Teil 2
10.4.1945 Ein schlimmer Tag bricht für Forchtenberg an. Heute früh kamen etliche wieder vom Stollen zurück.
Um 9.00 Uhr hörte man Maschinengewehrfeuer vom Hag- und Hermersberger Wald.
Ab 10.00 Uhr schoss der Ami vom Büschelhof her in den Hagwald. Die Soldaten, die auf halber Höhe des Ziegelbergs eine Verteidigung anlegten, sind noch da. Es ist später Nachmittag, als ein Hagel von Phosphorbomben niedergeht und in kürzester Zeit standen 15 Gebäude in Flammen. Die Leute im Stollen merkten davon nichts. Als die anderen aus den Kellern kommen, brannten ihre Häuser im Stadtkern schon lichterloh. Die Wasserleitungen sind schnell leer und es musste Wasser aus dem Kocher hergebracht werden.
Es ist der 10./11.4.1945
Das schöne, malerische, altehrwürdige Forchtenberg ist in seiner Gesamtheit nicht mehr. Das furchtbare Kriegsunglück ging über das winkelige Städtchen hinweg, in dem vor und noch während des Krieges so viele Maler saßen. Die alten Bilder werden einst gesucht sein.

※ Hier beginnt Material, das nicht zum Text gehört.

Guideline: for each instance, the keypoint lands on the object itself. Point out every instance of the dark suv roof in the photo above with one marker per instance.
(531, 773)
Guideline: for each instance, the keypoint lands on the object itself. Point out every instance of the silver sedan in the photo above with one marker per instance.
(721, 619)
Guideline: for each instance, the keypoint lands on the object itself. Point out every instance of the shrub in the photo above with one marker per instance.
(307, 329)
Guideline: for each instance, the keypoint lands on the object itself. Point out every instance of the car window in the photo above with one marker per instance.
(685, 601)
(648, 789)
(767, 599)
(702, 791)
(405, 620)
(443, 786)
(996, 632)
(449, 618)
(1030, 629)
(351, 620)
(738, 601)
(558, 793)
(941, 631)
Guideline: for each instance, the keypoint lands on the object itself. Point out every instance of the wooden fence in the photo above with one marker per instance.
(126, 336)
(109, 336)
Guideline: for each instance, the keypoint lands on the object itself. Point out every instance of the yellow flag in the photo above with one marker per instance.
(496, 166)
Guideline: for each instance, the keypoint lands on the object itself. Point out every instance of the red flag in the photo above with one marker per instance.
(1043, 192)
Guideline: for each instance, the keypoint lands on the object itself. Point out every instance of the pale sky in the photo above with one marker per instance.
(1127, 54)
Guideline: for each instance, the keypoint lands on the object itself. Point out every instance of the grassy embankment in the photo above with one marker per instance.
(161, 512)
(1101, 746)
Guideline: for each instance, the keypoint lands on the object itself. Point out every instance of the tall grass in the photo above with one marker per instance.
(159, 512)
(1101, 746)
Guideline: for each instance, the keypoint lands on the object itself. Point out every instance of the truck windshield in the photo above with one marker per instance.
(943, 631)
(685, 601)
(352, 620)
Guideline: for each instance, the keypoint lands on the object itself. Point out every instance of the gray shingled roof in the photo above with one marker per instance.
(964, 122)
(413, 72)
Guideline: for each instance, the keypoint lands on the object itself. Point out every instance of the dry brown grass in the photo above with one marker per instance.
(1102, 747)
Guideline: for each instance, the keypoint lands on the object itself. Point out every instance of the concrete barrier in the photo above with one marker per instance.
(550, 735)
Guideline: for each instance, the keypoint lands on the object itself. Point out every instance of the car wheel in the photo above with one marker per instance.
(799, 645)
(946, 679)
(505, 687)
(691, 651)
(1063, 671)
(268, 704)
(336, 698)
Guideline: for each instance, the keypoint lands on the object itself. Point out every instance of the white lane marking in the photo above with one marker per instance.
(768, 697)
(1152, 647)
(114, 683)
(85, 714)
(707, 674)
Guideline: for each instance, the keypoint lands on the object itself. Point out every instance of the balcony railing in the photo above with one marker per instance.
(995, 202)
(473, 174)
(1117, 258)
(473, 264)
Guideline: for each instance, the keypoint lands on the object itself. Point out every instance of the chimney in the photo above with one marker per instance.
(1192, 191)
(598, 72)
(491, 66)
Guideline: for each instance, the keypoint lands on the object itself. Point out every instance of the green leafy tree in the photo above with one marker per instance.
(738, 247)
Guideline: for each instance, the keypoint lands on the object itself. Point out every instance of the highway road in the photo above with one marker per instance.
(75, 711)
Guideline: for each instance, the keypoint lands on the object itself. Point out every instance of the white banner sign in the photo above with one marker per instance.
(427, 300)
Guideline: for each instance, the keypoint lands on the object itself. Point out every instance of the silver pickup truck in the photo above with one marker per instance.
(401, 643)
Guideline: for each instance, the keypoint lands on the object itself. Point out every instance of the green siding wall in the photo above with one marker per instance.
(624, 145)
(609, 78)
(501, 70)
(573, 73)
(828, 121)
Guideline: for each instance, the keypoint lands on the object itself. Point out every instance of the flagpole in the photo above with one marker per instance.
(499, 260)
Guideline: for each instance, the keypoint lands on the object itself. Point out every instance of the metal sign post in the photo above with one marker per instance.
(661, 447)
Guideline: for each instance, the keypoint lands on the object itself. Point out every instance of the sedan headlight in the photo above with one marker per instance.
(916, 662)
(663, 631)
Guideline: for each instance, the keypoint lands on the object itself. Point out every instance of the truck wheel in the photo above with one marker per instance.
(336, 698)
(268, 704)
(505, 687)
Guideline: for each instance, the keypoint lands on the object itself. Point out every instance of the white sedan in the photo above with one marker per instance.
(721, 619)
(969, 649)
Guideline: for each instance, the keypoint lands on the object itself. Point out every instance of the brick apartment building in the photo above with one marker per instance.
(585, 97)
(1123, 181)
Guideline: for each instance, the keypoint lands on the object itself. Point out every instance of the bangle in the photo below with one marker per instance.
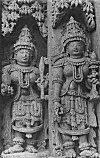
(56, 100)
(57, 80)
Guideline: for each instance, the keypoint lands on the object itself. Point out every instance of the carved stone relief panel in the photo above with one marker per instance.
(73, 134)
(50, 79)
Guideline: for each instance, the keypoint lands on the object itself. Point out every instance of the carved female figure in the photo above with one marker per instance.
(72, 82)
(20, 79)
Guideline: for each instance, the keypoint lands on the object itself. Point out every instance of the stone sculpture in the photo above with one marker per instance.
(22, 80)
(75, 82)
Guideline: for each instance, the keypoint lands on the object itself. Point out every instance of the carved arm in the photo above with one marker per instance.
(57, 84)
(6, 89)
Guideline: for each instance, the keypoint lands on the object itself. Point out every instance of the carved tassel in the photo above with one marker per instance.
(41, 69)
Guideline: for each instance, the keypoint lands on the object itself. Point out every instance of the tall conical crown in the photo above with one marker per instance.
(24, 41)
(73, 32)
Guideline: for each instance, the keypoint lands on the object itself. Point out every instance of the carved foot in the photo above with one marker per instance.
(31, 149)
(70, 153)
(16, 148)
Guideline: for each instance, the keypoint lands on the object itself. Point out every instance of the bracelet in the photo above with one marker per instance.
(57, 80)
(56, 100)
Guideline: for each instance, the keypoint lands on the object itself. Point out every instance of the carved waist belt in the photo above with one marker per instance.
(74, 132)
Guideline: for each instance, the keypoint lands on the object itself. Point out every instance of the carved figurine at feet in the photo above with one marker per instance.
(20, 78)
(73, 87)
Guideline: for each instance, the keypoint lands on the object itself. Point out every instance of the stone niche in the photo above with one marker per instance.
(50, 57)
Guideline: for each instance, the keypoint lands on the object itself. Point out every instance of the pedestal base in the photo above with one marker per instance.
(44, 154)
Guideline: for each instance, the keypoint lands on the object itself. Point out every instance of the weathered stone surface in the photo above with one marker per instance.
(44, 154)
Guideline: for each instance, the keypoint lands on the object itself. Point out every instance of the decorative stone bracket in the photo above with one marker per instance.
(12, 10)
(59, 8)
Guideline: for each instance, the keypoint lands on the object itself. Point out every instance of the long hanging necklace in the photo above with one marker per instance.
(24, 78)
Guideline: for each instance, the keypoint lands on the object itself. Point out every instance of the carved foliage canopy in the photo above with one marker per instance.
(12, 10)
(60, 8)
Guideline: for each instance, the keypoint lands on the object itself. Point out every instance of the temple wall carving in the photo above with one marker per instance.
(50, 97)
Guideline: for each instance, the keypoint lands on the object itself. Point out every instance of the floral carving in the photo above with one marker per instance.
(15, 9)
(61, 6)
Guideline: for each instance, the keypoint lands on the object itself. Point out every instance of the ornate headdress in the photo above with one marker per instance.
(73, 32)
(24, 41)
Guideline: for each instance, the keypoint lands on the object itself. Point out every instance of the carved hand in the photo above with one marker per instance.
(58, 111)
(92, 79)
(6, 89)
(44, 82)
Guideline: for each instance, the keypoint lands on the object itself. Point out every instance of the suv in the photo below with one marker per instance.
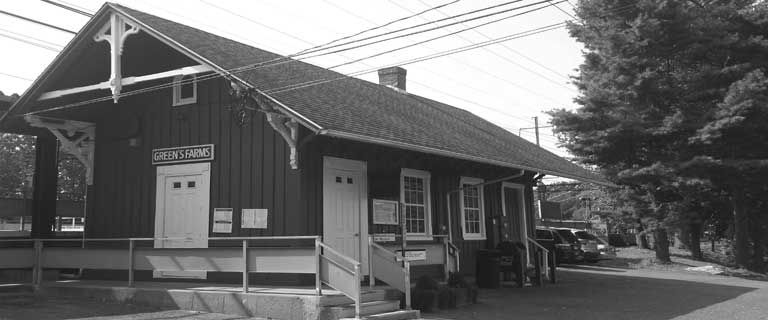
(590, 244)
(565, 251)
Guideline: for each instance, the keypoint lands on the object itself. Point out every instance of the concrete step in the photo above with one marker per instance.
(367, 296)
(366, 308)
(395, 315)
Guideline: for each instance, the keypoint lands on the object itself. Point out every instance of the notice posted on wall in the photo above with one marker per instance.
(384, 212)
(222, 220)
(254, 218)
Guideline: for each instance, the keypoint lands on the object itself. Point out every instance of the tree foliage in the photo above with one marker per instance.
(664, 85)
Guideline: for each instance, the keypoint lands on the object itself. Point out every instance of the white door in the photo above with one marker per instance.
(345, 208)
(183, 193)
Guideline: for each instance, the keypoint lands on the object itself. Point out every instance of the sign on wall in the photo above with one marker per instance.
(222, 220)
(384, 212)
(412, 254)
(254, 218)
(202, 152)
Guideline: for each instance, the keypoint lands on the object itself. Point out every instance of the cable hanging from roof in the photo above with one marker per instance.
(308, 83)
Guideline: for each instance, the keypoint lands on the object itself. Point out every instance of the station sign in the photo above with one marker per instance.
(197, 153)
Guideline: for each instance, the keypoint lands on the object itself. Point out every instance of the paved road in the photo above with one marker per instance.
(586, 292)
(583, 292)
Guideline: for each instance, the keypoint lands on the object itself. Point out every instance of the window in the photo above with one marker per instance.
(184, 90)
(414, 194)
(472, 216)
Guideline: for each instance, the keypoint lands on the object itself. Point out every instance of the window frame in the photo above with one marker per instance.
(482, 235)
(177, 99)
(426, 176)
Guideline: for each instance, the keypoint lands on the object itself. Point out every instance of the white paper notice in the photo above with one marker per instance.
(254, 218)
(222, 220)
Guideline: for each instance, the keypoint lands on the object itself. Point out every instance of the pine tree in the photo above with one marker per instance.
(654, 73)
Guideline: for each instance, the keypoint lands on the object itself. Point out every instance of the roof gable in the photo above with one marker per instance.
(353, 108)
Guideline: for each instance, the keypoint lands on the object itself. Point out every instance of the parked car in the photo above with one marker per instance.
(565, 251)
(593, 246)
(588, 247)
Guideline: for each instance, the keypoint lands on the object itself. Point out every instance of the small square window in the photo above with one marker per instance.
(184, 90)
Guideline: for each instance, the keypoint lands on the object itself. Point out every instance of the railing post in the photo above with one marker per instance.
(371, 278)
(245, 266)
(37, 269)
(357, 291)
(318, 284)
(446, 266)
(407, 280)
(130, 262)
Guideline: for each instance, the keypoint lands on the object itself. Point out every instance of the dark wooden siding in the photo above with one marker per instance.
(384, 165)
(250, 169)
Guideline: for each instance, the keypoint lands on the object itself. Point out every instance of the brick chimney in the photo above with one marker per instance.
(392, 76)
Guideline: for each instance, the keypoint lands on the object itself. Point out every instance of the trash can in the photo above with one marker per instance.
(487, 271)
(512, 260)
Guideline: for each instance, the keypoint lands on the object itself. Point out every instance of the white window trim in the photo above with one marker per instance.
(177, 100)
(427, 235)
(465, 234)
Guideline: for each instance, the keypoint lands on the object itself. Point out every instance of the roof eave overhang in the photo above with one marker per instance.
(457, 155)
(34, 88)
(223, 71)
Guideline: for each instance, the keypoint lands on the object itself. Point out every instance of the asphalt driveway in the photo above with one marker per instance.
(587, 292)
(583, 292)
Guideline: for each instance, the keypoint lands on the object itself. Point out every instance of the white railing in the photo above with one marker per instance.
(389, 267)
(245, 259)
(548, 271)
(339, 272)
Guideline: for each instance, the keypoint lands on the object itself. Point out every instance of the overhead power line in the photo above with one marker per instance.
(37, 22)
(503, 45)
(309, 83)
(440, 37)
(68, 7)
(39, 45)
(15, 76)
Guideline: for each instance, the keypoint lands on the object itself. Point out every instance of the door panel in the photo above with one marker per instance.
(182, 210)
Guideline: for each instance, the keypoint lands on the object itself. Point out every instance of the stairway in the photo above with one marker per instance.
(376, 304)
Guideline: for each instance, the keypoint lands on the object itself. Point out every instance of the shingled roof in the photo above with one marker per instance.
(356, 109)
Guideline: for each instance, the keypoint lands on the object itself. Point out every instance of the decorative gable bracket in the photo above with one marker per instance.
(115, 32)
(286, 126)
(77, 138)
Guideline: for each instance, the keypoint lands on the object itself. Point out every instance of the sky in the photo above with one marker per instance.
(507, 83)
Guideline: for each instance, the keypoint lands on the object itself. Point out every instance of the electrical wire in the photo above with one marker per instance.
(15, 76)
(30, 42)
(306, 84)
(440, 37)
(36, 22)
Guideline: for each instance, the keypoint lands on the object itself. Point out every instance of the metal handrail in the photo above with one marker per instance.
(161, 238)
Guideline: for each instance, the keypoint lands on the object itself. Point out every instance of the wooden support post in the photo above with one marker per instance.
(37, 272)
(446, 265)
(407, 284)
(130, 262)
(245, 266)
(371, 278)
(358, 293)
(318, 283)
(44, 192)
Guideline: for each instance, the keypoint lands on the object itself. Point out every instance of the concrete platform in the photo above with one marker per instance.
(282, 302)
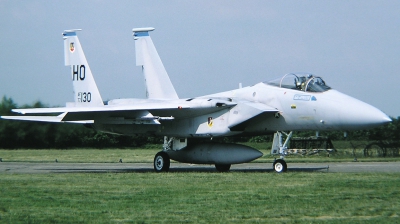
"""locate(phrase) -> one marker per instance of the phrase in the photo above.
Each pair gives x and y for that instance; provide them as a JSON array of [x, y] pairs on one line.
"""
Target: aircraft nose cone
[[363, 115]]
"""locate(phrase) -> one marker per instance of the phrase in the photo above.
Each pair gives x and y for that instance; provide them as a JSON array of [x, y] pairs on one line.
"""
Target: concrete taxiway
[[352, 167]]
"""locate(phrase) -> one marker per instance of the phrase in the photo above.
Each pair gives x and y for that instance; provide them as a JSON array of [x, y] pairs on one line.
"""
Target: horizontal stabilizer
[[54, 119]]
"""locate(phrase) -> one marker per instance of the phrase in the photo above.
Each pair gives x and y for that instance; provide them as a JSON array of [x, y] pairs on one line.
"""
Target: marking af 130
[[293, 102]]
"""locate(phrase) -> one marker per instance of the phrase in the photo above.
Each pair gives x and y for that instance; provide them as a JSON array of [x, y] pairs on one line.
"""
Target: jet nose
[[363, 115]]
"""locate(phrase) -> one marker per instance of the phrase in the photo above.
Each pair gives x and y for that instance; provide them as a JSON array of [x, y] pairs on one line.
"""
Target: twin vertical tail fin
[[86, 93], [158, 84]]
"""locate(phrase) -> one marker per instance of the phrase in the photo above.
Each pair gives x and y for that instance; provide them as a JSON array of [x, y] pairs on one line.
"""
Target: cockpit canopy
[[301, 82]]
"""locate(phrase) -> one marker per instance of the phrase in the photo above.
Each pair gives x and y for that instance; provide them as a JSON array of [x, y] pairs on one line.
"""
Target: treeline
[[38, 135]]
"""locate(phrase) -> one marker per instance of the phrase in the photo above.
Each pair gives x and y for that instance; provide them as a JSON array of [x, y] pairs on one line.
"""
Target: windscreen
[[306, 83]]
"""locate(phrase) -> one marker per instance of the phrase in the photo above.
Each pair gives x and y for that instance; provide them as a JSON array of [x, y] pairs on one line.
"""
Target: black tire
[[223, 167], [161, 162], [280, 166]]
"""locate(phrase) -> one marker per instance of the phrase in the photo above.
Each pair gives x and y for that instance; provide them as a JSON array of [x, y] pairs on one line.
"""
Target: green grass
[[197, 197], [344, 153]]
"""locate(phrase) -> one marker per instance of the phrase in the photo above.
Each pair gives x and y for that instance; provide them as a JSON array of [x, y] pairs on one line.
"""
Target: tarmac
[[344, 167]]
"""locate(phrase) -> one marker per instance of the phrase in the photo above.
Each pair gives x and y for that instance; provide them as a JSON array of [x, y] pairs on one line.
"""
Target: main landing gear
[[161, 162], [280, 148]]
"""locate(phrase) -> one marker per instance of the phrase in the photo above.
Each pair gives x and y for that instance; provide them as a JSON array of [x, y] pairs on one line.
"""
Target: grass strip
[[200, 198]]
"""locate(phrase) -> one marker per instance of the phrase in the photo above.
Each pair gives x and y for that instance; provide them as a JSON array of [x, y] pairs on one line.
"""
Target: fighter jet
[[294, 102]]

Lange konnten die, die noch in ihren Kellern waren, nicht ins Freie. Diejenigen im Stollen merkten von allem nichts.
Alles ging mit großem Einsatz ans Löschen, in erster Linie die, die nicht im Stollen waren. Das Wasser aus der Leitung war bald verspritzt, und bis die Feuerwehr Wasser aus dem Kocher bis an den Markt brachte, breitete sich das Feuer immer weiter aus. Es war ein schauriges Schauspiel, Drama seltenster Größe, wie es das Städtchen wohl seit seinem Bestehen nicht erlebt hatte. Überall Bombentrichter, Granatlöcher, zerschlagene Dächer, wirr durcheinanderliegende elektrische Drähte, wassertragende Kinder und Frauen, weinende alte Leute, kommandierende Feuerwehrleute, jammernd vor ihren brennenden Häusern stehende Bewohner, andere todesmutige Draufgänger und Draufgängerinnen, die todesmutig aus den Flammen raubten, was zu retten war. Die einen warfen Bettstücke, Möbel, Geräte, Kleider etc. auf einen Haufen und kreischende Frauen trugen alles noch an sichere Plätze.
Viel ging dabei verloren, manches Stück tauchte nicht mehr auf. Eine ungeheure Hitze raubte einem fast den Atem. Das Café und Rathaus waren stark beschädigt. Die Apotheke konnte gerettet werden.
Mit viel Mühe gelang es besonders durch Anwendung der Luftschutzspritzen, Michel Häußers Haus und Häfeles Haus, sowie Post und Bäcker Ehrmanns Gebäude zu retten.
Das Wasser wurde von der Feuerwehr in die Nähe der Kirche gepumpt und dann verteilt. Aber alles kam zu spät, denn währenddessen brannte auch Schads Haus nieder, neben der Kirche.
Als dann der Ochsen in Gefahr kam, musste das Wasser vom Kocher aus gepumpt werden. Das Pumpen bereitete große Mühe. Aus dem Stollen musste man fast mit Gewalt Leute zum Pumpen holen. Die Pumpe oben am Krankenhaus musste durch Wassertragen gespeist werden.
So brach die Nacht herein über das schaurige Bild der Kriegs- und Feuersnot, mit den durstenden, ruß- und rauchgeschwärzten Menschen, von denen der Schweiß und das Wasser tropfte.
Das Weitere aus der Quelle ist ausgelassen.